Small Business Finance: What Is Vendor Financing?
Every business needs financing. Vendor financing is one way to find money for small business financing.
Stretching out trade payables from, say 30 days to 60 days, is a pretty common method for companies to improve their cash flow. Usually vendors are not very happy when this happens, and some even voice their disapproval in no uncertain terms. Most businesses are small businesses and stretching out payables only hurts everyone in the long run. Think about it: if you are depending on one of your customers to pay you within 30 days, and that customer doesn?t pay for 90 days, it can significantly affect your cash flow. If it?s one of your major customers, the impact can be quite serious. You don?t have the cash to pay your bills and so a ripple effect is caused on down the line.

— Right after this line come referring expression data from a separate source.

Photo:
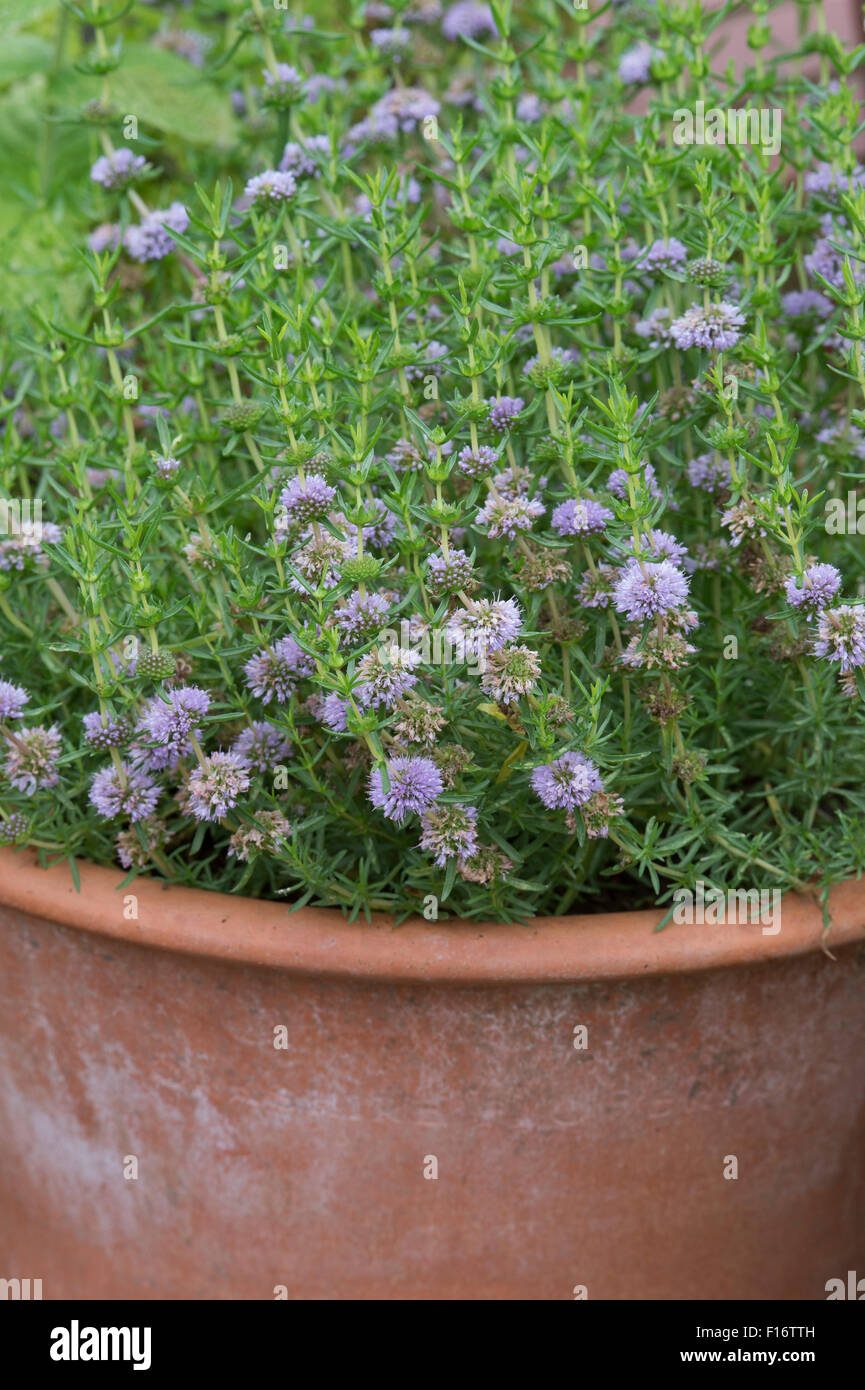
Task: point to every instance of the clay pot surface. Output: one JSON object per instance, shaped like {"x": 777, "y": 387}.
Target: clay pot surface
{"x": 448, "y": 1048}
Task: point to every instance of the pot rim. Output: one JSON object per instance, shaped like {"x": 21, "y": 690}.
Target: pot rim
{"x": 320, "y": 941}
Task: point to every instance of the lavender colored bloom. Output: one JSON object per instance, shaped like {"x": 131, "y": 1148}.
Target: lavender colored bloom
{"x": 634, "y": 66}
{"x": 271, "y": 188}
{"x": 842, "y": 635}
{"x": 508, "y": 516}
{"x": 509, "y": 673}
{"x": 709, "y": 473}
{"x": 362, "y": 616}
{"x": 661, "y": 545}
{"x": 819, "y": 585}
{"x": 13, "y": 698}
{"x": 449, "y": 831}
{"x": 476, "y": 463}
{"x": 487, "y": 626}
{"x": 164, "y": 464}
{"x": 273, "y": 673}
{"x": 716, "y": 327}
{"x": 104, "y": 731}
{"x": 123, "y": 792}
{"x": 647, "y": 588}
{"x": 529, "y": 107}
{"x": 32, "y": 756}
{"x": 173, "y": 720}
{"x": 830, "y": 181}
{"x": 284, "y": 84}
{"x": 309, "y": 499}
{"x": 150, "y": 241}
{"x": 451, "y": 574}
{"x": 385, "y": 673}
{"x": 13, "y": 829}
{"x": 618, "y": 481}
{"x": 469, "y": 20}
{"x": 305, "y": 160}
{"x": 118, "y": 168}
{"x": 103, "y": 238}
{"x": 391, "y": 41}
{"x": 262, "y": 747}
{"x": 671, "y": 255}
{"x": 214, "y": 786}
{"x": 566, "y": 783}
{"x": 415, "y": 783}
{"x": 580, "y": 516}
{"x": 805, "y": 303}
{"x": 504, "y": 412}
{"x": 334, "y": 713}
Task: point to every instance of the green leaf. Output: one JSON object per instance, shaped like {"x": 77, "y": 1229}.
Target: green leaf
{"x": 163, "y": 91}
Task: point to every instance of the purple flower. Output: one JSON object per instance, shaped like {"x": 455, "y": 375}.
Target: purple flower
{"x": 580, "y": 516}
{"x": 273, "y": 673}
{"x": 271, "y": 188}
{"x": 284, "y": 84}
{"x": 634, "y": 66}
{"x": 171, "y": 722}
{"x": 385, "y": 673}
{"x": 645, "y": 590}
{"x": 566, "y": 783}
{"x": 449, "y": 831}
{"x": 301, "y": 159}
{"x": 123, "y": 792}
{"x": 415, "y": 783}
{"x": 504, "y": 412}
{"x": 671, "y": 255}
{"x": 718, "y": 327}
{"x": 13, "y": 698}
{"x": 842, "y": 635}
{"x": 476, "y": 463}
{"x": 467, "y": 20}
{"x": 150, "y": 241}
{"x": 819, "y": 585}
{"x": 262, "y": 747}
{"x": 334, "y": 713}
{"x": 32, "y": 756}
{"x": 13, "y": 829}
{"x": 804, "y": 303}
{"x": 213, "y": 787}
{"x": 508, "y": 516}
{"x": 709, "y": 473}
{"x": 309, "y": 499}
{"x": 104, "y": 731}
{"x": 391, "y": 41}
{"x": 166, "y": 466}
{"x": 362, "y": 616}
{"x": 655, "y": 328}
{"x": 118, "y": 168}
{"x": 487, "y": 626}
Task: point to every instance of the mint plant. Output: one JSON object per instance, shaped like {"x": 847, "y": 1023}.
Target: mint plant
{"x": 431, "y": 487}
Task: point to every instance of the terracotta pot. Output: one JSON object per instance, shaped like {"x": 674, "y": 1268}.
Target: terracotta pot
{"x": 152, "y": 1037}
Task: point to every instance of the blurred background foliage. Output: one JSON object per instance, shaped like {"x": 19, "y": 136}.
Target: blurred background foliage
{"x": 46, "y": 148}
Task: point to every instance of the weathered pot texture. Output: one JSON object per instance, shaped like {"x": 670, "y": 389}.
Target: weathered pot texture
{"x": 207, "y": 1097}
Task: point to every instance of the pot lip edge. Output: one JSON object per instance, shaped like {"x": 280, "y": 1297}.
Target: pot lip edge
{"x": 320, "y": 941}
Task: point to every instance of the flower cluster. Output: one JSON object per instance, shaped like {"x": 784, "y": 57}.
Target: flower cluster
{"x": 452, "y": 470}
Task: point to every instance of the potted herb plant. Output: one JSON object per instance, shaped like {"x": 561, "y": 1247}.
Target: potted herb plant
{"x": 433, "y": 658}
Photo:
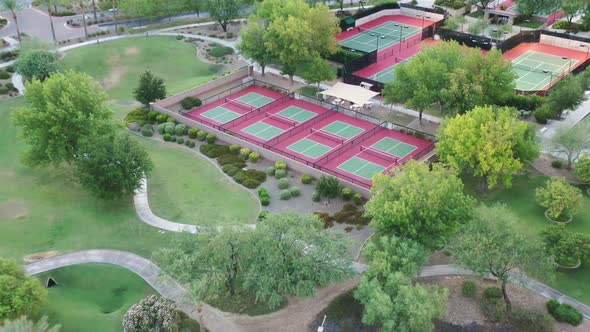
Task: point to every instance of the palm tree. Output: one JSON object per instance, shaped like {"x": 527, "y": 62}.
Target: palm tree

This suggestion is different. If you?ve established a good relationship with your vendors, sometimes it?s possible to get them to agree to finance part of your company by extending their terms for a particularly large order for an extended length of time. If you?re a new company with little or no history, you could approach vendors showing them your business plan and documentation of orders you?ve already received. If the vendor is convinced that your company will be successful, and one of their better customers in the future, they may be willing to give you a break now.
Another alternative is to guarantee the vendor that they will be your exclusive supplier for an agreed to length of time in exchange for longer credit terms. Or you can offer to pay slightly higher than market price in exchange for longer credit terms. This method can be dangerous, because it sets the precedence of a higher price. When the longer terms are no longer necessary, it may be a challenge to decrease the price you pay the vendor.
Occasionally, it?s possible to convince a vendor to exchange a trade payable owed to them for a note payable instead, or possibly an equity position in your company. If you decide to offer an equity position, document it thoroughly and have your attorney draw up whatever papers are required. Make sure you include a buyout clause in case you sell the business. If you don?t have the buyout clause any investor can forestall the sale of the business.
Vendor financing is one option for small business financing.
Dee Power writes on the subject of How to start a business She is the author of several business books and the novel ?Over Time.? The Power of Publicty, an e-book, covers How to Write a Press Release, media kits, how to reach editors and reporters and press release distribution resources.
Related Finance Ebook Articles
Source: http://onlineunsecureddebtconsolidationloans.com/small-business-finance-what-is-vendor-financing/
sopa and pipa piracy sopa marg helgenberger censorship wikipedia censoring the internet
No comments:
Post a Comment
Note: Only a member of this blog may post a comment.